RAF Driffield is a former RAF bomber base situated 1.7 miles south west of the town of Driffield in East Yorkshire. It played a significant role in both world wars and was part of the allied liberation of Europe at the end of World War ll, but has not hosted an operational unit since 1962.

RAF Driffield History

The first airfield built in Driffield took three years to construct between 1916 and 1919, this was known as RAF Eastburn and was sited just north of the A163 Driffield to Market Weighton road. This consisted of seven hangars and 240 acres of land, and was mainly used as a single-seat fighter training unit, but the airfield’s completion largely coincided with the end of World War l and so the three squadrons using it (No 21, No. 3 and No. 27) disbanded in January 1920, after which the site wasn’t used.

Plans to build the current site were hatched in 1935 and the new airfield opened in July 1936 as part of the RAF’s expansion programme in readiness for World War ll. The site was originally a bomber station within the No.3 squadron and eventually consisted of five brick-built hangars, administrative buildings, officers’ and other ranks’ messes and living quarters, which were completed in 1937.

The first aircraft to use the airfield were Vickers Virginias flown by No. 58 and No. 215 squadrons who trained day and night, and from 1937 until the end of the war, No. 4 squadron also occupied the site. The first operational flight was in September 1939 when three Whitleys were flown by No. 102 squadron. In December of the same year, a first bombing attack took place, when three bombs were dropped on a sea plane alighting area in Sylt, a domestic airport in Germany.

Other bombing raids took place on oil refineries in Germany and airfields in Norway, while aircraft from RAF Driffield also dropped propaganda leaflets on flights over Prague, Vienna and Warsaw. The site later became home to Whitleys, Wellingtons and Halifaxes of the No. 466 squadron of the Royal Australian Airforce, and later became a night fighter base and the headquarters of the No. 98 squadron.

RAF Driffield was attacked by enemy aircraft in August 1940 during the Battle of Britain. Four of the five hangars were badly damaged by 169 bombs being dropped, which killed 14 RAF personnel and one civilian. This included the first female RAF officer to be killed during the war. As a result of the bombing raids, the airfield closed in order to be re-built and it re-opened in 1941, now with the intention of housing fighter planes such as Spitfires and Hurricanes of the No. 13 fighter command.

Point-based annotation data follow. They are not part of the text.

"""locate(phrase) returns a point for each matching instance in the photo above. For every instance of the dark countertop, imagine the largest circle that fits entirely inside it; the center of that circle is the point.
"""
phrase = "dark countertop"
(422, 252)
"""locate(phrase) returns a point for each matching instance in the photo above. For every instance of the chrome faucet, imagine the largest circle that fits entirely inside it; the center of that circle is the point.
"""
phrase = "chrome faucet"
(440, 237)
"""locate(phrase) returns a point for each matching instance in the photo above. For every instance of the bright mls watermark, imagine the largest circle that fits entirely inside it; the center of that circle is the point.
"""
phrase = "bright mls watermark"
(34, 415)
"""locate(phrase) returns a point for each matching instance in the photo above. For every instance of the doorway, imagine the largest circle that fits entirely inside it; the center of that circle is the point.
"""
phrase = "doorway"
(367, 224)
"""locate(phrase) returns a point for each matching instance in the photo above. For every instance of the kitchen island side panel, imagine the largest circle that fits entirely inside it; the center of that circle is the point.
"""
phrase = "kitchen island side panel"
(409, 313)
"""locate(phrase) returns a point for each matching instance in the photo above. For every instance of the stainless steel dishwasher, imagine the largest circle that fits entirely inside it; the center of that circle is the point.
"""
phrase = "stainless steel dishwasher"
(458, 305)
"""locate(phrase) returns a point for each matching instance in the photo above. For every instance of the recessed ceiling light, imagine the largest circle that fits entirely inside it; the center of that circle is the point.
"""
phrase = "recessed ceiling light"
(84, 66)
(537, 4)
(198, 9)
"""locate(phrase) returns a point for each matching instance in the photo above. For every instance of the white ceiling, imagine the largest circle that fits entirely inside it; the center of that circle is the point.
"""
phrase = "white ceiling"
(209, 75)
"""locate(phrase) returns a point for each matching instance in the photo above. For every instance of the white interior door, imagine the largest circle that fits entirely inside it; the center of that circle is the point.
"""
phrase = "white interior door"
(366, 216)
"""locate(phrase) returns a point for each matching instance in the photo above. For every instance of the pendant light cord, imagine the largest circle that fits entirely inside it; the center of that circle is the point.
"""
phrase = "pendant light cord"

Three new concrete runways were built in 1942 while the site was non-operational and were opened in June 1944. This allowed four-engined heavy bombers to carry larger bomb loads to Germany as RAF Driffield remained on the front line of the war. This required a dummy airport to be built at nearby Skerne to act as a decoy to protect RAF Driffield.

Post-war the site became a training base and pilot school and was visited by the Queen in 1954, but in 1958 it became home to three Thor Nuclear Missiles which were controlled by the US and aimed at Moscow as part of the Cold War. The site was, however, placed under care and maintenance in December 1963 and the married quarters used by RAF Leconfield staff. As an RAF airfield, the site was officially closed in 1977 and at first the British Army used the runways as a driving school, when the site became known as Alamein Barracks. The MOD sold off some of the land in 2007 to be used as industrial workshops, and the site is currently operated by the Defence Infrastructure Organisation – an arm of the MOD –as Driffield Training Area. It appears inevitable that the site will eventually succumb to housing development, although the plans currently approved only cover the old ‘barracks’ area of the site. As it stands, the existing hangars and remaining runway areas will remained untouched and be retained for industrial use, at least for the time being.

Please remember that this is just a simple guide to RAF Driffield Airfield. If you’re planning to land here, you must conduct thorough research and get permission beforehand. Any pilot or passengers flying to RAF Driffield Airfield do so at their own risk.